The union of all dependencies received during consensus is derived before t is disseminated via Commit and simultaneously a Read is issued by C to a member of each participating shard (preferably in the same DC), with those dependencies known to participate in that shard attached. This replica waits for all dependencies to be committed before filtering out those that are assigned a later t. The remaining dependencies are waited on until they execute and their result applied on this replica, before the read is evaluated and returned to the coordinator. C combines these responses to compute an update and client response, which is then disseminated by Apply to all replicas and returned to the client (respectively).
Recovery of a transaction X is not terribly complicated. It assumes that it is executed by a replica R that has witnessed X. Replicas are contacted for their knowledge of the transaction. If they do not already know of X, they initially perform the same steps as they would in the fast path to record its arrival time. Then the replica consults its local state for any transactions that it has recorded that would have witnessed X if X had reached fast path consensus. If any are present that did not witness X this fact is returned to the coordinator. Any transactions with a lower t0 that have been proposed a higher t are also returned, alongside the replica’s other state for X.

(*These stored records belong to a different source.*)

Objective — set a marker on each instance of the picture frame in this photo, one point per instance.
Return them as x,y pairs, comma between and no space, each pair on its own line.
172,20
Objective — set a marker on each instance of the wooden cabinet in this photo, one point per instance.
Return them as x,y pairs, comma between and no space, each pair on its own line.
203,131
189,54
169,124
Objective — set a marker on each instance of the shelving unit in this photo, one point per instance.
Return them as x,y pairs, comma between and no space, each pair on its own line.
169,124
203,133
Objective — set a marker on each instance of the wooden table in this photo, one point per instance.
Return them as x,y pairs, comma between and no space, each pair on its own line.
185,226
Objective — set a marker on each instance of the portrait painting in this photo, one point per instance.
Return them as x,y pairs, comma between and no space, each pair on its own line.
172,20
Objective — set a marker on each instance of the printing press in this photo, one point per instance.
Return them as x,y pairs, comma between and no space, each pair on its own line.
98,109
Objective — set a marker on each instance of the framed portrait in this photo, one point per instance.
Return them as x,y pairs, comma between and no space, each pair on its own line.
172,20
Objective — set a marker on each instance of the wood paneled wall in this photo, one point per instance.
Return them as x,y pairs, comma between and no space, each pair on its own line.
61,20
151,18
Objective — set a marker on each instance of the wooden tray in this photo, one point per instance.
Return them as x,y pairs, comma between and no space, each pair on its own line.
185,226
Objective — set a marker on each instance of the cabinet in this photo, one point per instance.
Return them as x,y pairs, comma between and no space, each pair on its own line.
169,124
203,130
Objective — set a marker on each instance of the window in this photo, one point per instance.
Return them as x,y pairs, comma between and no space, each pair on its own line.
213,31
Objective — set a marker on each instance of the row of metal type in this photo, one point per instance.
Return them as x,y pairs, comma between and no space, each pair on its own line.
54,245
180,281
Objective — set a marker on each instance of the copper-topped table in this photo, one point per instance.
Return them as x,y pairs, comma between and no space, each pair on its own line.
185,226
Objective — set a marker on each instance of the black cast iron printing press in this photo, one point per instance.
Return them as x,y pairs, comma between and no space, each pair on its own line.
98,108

R assembles a simple quorum, and picks the highest step to complete. That is to say, if it sees an Apply, Execute, Commit or Slow Path round it picks them up in that order of precedence. Otherwise it must decide if it should pick t0 or some t it found from the majority it contacted to propose in a new Slow Path round. The simple intuition here is that either it is safe to propose t0 or we know that we did not reach fast path consensus - this is determined by the replica responses indicating if they have witnessed a newer transaction that did not witness X. In this case we know X did not reach a fast path quorum else it would have been witnessed. If we witness no such transaction, then it is safe to propose t0 as every newer transaction knows of X and is waiting for it to commit. The only edge case here is a transaction with a lower t0 that is proposing a newer t but has not yet committed. If we get to this point, we must wait for these transactions to commit before retrying.
This work will be tested extensively using a combination of isolated randomised testing using verification of the standalone library using Jepsen.io tooling, dedicated linearizability and serializability verification of the standalone library, and similar facilities in situ in Cassandra using the Simulator facility coming with CEP-10.